Apple Faces Class Action Over “Error 53” iPhone 6 Controversy

Seattle-based law firm Pfau Cochran Vertetis Amala PLLC (PCVA) has moved forward filing a class-action lawsuit against Apple over the “error 53” iPhone 6 and 6 Plus controversy.


The “error 53” was first reported by the Guardian last week, it is an error code iPhone 6 owners receive after a third-party repair was made on their handset’s Touch ID, which ultimately bricks their device.

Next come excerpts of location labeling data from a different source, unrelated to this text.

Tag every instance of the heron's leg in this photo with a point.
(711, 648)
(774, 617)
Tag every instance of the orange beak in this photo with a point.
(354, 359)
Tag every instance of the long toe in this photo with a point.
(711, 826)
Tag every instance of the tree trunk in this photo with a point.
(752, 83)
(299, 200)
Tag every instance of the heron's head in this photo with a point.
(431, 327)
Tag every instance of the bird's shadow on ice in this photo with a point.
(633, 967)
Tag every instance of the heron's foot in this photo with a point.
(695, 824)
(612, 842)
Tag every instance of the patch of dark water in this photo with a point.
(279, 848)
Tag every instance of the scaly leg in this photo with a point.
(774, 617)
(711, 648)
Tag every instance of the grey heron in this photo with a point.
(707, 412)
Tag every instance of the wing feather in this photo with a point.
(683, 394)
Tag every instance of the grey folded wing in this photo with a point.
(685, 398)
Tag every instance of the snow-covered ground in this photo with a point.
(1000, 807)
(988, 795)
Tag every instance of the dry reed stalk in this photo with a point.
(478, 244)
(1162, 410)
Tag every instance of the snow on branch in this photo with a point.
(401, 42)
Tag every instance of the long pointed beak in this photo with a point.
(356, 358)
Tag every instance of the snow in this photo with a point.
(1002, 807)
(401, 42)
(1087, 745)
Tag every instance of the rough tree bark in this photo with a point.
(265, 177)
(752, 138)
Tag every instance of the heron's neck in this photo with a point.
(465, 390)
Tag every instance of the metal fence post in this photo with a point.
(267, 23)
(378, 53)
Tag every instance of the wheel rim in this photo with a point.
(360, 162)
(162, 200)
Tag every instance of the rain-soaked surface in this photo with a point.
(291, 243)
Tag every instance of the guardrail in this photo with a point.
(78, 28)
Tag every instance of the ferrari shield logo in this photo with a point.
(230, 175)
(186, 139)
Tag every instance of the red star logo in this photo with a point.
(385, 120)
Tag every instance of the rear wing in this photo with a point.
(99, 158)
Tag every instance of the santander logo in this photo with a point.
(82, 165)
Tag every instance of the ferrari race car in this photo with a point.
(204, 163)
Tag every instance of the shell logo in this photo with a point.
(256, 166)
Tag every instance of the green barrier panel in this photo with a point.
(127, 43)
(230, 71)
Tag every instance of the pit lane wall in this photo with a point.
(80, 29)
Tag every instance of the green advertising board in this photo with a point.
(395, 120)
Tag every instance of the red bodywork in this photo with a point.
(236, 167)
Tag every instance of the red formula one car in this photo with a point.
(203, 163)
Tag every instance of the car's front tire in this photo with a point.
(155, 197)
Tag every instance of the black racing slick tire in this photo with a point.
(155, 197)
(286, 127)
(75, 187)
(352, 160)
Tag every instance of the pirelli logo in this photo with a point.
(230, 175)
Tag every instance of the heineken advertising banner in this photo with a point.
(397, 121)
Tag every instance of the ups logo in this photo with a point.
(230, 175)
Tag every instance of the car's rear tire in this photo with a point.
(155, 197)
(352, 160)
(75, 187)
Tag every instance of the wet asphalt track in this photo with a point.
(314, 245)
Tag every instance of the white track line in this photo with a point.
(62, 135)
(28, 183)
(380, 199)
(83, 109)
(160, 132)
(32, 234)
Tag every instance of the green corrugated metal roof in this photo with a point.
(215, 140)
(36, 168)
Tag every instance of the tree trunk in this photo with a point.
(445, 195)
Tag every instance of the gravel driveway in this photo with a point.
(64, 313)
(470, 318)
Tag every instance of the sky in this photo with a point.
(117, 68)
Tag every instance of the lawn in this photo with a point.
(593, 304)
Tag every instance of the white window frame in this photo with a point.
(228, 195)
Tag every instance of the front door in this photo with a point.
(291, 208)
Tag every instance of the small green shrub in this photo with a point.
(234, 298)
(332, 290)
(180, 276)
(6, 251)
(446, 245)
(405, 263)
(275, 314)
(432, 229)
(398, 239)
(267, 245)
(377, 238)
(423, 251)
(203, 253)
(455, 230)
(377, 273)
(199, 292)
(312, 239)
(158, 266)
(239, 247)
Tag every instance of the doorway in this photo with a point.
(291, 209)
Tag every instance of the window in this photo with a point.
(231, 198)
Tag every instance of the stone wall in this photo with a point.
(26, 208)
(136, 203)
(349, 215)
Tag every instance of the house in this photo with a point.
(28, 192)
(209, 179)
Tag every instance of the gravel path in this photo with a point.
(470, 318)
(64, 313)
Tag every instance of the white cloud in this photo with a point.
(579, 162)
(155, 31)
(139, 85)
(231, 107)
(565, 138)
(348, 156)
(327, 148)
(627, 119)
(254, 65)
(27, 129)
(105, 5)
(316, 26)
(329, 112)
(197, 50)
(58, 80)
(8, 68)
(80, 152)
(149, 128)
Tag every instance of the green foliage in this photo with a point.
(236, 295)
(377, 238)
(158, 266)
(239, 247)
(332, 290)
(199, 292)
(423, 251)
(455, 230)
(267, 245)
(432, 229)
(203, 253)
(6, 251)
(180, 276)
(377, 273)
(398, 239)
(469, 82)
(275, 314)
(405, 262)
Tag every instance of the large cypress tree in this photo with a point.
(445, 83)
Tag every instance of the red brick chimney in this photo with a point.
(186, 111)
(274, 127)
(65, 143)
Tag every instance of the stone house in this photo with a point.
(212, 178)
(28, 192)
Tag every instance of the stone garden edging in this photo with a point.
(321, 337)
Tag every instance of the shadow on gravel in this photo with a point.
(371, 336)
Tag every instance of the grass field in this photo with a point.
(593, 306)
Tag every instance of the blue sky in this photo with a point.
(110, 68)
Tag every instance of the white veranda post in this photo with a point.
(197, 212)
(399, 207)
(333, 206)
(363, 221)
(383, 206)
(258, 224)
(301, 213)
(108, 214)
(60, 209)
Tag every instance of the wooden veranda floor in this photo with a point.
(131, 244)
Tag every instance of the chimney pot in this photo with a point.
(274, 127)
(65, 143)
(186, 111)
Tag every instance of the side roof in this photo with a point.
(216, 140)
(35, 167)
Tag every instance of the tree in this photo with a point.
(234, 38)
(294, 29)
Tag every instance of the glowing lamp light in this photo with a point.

As explained by iFixit, the error code is triggered by the components used by the unofficial repair shop, as they fail the Touch ID validation check when the device is started. When this happens, Apple effectively renders the iPhone useless — for security reasons, the company says. This move has caused an uproar among customers, triggering questions about its legality.

“If security was the primary concern, then why did the phones work just fine, sometimes for several months, without the software update,” Cochran asked. “Error 53 only rears its ugly head when downloading a newer version of Apple’s operating system.”

“No materials we’ve seen from Apple ever show a disclosure that your phone would self-destruct if you download new software onto a phone,” Cochran said. “If Apple wants to kill your phone under any set of circumstances and for any reason, it has to make it crystal clear to its customers before the damage is done.”

According to PCVA attorney Darrell Cochran, Apple’s security claim doesn’t stand scrutiny, because the affected devices have sometimes worked for several months without the software update — the problem appeared on devices upgraded to iOS 8.4 or later.